A problem from Zorich's Analysis:
If $b_n=o(1/n)$, show that one can construct a convergent series $\sum a_n$ such that $b_n=o(a_n)$ as $n \to \infty$.
I've come up with some possible series, but can't fully prove it.
If we use $a_n=1/n$, the second condition is satisfied but not the first, so I guess I need something "smaller" than $1/n$ but "bigger" than $b_n$. My first attempts were the arithmetic or geometric mean of $b_n$ and $1/n$, but I couldn't prove their convergence nor come up with a counterexample.

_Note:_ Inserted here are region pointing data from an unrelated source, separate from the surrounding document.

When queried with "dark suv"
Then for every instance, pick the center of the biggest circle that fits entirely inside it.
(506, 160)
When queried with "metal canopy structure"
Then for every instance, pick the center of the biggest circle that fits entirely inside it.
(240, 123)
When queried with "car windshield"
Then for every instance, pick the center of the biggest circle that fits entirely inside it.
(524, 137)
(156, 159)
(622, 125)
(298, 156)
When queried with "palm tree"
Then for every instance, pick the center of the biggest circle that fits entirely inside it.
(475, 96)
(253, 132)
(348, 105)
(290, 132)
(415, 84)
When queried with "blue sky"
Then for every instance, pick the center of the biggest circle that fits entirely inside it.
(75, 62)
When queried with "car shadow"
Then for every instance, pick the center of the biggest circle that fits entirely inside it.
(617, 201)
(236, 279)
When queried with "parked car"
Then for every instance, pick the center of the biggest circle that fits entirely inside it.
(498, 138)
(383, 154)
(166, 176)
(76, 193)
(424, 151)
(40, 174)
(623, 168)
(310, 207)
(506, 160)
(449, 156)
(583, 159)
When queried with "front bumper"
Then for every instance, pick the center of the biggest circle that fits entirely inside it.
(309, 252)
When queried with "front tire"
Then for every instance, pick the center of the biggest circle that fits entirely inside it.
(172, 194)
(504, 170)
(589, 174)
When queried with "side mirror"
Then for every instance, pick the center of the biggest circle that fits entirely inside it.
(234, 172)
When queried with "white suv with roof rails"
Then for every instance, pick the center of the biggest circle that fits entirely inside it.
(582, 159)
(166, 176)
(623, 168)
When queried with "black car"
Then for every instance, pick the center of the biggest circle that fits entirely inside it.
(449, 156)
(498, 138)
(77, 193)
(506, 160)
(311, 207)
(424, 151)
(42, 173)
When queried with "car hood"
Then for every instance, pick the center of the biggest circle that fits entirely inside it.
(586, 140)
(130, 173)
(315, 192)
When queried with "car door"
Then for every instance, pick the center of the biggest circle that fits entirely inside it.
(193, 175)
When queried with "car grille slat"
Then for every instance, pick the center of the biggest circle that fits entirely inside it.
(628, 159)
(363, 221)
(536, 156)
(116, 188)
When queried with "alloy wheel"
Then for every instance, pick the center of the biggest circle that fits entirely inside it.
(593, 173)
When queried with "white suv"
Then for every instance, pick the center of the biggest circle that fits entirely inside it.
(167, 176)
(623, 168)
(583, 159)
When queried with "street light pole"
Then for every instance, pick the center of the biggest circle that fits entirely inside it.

Then I thought about Leibniz's criterion, and tried to set:
$$a_n=b_n-b_{n-1}+\frac{(-1)^n}{n}$$
which, according to Cauchy criterion, seem to converge. I'm not sure how to prove $b_n=o(a_n)$ though.
So, I wonder what the solution is. Also, are there any counterexamples to the previous series, that is, does the series $\sum \sqrt{|b_n|/n}$ converge?
Best Answer
You could use $ a_n = (-1)^{n+1} / n $. The series is well known to converge (with limit $1/2$).
That $b_n = o(1/n) $ as $n \to \infty $ means $|n b_n| \to 0 $. Then
$$\begin{align} \left| \frac{b_n}{a_n} \right| &= nb_n \to 0 \quad\text{as }n\to\infty \end{align}$$
so that $b_n = o(a_n) $.
I hope this helps.
Postscript: I had wondered whether $a_n$ could be found with all positive terms. I think not. If $b_n = 1/(n\log n)$, say for $n > 2$ then $b_n =o(1/n)$. However, an integral test shows that $ \sum_n b_n $ diverges, and therefore any positive series $a_n$ with $b_n =o(a_n)$ must also have divergent sum. This is not a rigorous proof but hopefully forms the basis of one.